Today we got back our DNA gel and were surprised to find that each of the trials seemed to be very similar even the zero digestion sample. After a lot of thought the professor determined that the process we did for digesting the nucleosomes earlier was around 100 times off than the recommended so that our samples were not originally digested all the way that we wanted. Tomorrow I am going to run a timed digestion again except this time we are going use more nuclease in order to make up for the digestion that we haven’t done yet.

This morning, I analyzed the results from my first tests on the real samples. Unfortunately, the machine was not properly calibrated to work well at such low concentrations. The pattern we were expecting to see was for the magnesium concentrations to increase across the series, and for the cobalt and phosphorus concentrations to decrease. The data slightly resembled these trends, but it was also riddled with confusing negative values. These negative values are what suggest that the machine is not calibrated properly. After lunch, I set out to see if the machine could be calibrated to be accurate at very small concentrations. I diluted my previous calibration series X100, because that is more around the range we are dealing with. This is because we diluted the samples X100 to try and conserve the sample if possible. I ran the tests this afternoon, and from my first look, it appears that the machine works quite well at the single parts per billion range, which is impressive. I should be able to start getting realistic data on the real samples tomorrow. One problem that I did have yesterday was that as I was running the real samples, the plasma torch was burning bright orange, and it seemed much stronger than normal. This is disturbing both because it could be damaging the machine, and it will almost definitely throw the results off slightly. I also got a strange error about mercury lines this morning, but it seems everything is alright.

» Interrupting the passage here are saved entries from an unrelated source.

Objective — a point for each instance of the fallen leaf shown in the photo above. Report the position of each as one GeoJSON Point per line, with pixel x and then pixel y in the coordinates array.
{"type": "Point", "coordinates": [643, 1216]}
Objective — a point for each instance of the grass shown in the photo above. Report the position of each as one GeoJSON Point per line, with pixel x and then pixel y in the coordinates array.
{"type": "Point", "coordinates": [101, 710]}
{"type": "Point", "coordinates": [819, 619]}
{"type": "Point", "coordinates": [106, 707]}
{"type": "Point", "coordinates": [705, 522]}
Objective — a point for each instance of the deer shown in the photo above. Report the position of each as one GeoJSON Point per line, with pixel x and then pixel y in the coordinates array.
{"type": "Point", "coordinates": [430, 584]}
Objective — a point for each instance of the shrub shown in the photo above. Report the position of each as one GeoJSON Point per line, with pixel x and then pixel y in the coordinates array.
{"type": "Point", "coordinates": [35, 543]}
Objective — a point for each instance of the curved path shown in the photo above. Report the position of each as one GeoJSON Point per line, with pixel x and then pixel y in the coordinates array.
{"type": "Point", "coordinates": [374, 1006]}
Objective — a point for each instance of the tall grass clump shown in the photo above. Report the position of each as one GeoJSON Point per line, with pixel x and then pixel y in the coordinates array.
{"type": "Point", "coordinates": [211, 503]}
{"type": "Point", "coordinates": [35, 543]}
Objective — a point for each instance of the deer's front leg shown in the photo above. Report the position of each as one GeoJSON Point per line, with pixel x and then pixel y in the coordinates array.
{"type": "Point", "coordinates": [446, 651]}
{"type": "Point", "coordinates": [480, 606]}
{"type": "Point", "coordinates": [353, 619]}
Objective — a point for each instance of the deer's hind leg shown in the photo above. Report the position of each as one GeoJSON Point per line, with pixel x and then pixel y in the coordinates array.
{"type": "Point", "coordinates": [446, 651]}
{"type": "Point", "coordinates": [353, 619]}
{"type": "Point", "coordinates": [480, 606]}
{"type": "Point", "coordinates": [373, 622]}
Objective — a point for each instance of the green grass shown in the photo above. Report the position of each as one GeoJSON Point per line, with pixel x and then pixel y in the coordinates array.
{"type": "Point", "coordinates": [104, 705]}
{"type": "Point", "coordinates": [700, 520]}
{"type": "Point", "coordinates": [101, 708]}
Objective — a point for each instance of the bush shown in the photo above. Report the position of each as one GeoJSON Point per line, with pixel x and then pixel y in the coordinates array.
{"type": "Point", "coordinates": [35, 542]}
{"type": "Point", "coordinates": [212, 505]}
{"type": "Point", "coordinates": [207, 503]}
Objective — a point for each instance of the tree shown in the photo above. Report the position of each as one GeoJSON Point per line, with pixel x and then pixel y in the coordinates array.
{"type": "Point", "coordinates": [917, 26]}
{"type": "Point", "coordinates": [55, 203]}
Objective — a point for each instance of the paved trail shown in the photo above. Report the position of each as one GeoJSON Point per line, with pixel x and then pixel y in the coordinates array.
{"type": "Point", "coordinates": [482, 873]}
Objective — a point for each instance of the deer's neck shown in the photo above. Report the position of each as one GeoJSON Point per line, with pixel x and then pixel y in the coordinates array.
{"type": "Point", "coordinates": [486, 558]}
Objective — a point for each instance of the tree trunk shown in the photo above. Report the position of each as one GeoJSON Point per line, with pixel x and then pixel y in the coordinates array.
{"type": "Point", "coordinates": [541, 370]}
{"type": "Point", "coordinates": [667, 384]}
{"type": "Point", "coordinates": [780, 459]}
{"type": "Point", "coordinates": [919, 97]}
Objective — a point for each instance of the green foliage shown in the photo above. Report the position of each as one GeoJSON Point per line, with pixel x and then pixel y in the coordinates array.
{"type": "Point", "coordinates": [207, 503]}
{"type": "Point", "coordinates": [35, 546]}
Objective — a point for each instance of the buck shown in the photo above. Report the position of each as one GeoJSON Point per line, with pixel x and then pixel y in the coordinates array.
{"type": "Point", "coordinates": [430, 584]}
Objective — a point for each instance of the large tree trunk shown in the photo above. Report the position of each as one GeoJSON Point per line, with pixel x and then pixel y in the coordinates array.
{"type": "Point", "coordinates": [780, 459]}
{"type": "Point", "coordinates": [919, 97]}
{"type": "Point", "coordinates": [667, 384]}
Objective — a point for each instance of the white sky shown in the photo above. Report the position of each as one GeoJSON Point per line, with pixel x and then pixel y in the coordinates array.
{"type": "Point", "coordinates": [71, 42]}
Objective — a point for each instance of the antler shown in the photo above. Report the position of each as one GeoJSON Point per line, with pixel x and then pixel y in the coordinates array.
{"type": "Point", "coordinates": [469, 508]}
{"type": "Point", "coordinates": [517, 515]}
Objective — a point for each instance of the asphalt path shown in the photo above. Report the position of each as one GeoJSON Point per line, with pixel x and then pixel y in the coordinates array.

Today we ran our DNA samples that had been eaten with the nuclease and then stopped with the EDTA through a DNA gel which measure how many base pairs are present in the DNA. It does the by running a current through the gel and the very negative DNA moves towards the positive end of the current. The smaller the base pair number the faster the DNA moves so the higher base pairs would be at the top of the gel and the lower at the bottom. Because it was running so slow we turned the voltage down and allowed the gel to run overnight, and tomorrow we are going to dye the gel and look at it with a UV light.

Today I continued my research into the Poisson-Boltzmann equation, as well as into an experiment done previously by Professor Andresen. His experiment used X-ray scattering instead of an OES, but I found one of his results to be very interesting and relevant to the experiments that we are doing now. He found that inter-DNA attractions began somewhere in between 1 ion per 5 base pairs and 1 ion per 4 base pairs. This is particularly interesting because the inter-DNA forces are what we are investigating, and our results should bare some resemblance to these numbers. In the afternoon, I began running the actual samples from our collaborator. I started with the first series, which is 1mM Co and ranges from 0mM Mg to 22.5 mMMg. I used a 100X dilution of these starting values though. I will analyze the results that I got tomorrow. I think that the concentrations might be a bit too low for accurate results, but they should give us a good first impression of what to expect.

On Thursday we took our final nucleosome solution and mixed a small amount of it with nuclease which ate the DNA that was between the nucleosomes. We put this mixture into a 37 degree Celsius bath and at 5 minute intervals took out a small portion and put it into a separate test tube that we then added EDTA to in order to stop all protein from working. This made sure that the nuclease would stop eating at our nucleosomes. We did this in order to determine how long we need to allow nuclease to eat at our nucleosomes to get the most single nucleosomes that we can. On Monday we are going to see how many base pairs we have in each of our timed solutions through DNA gels which when compared to a known amount of base pairs will tell us which solutions are best.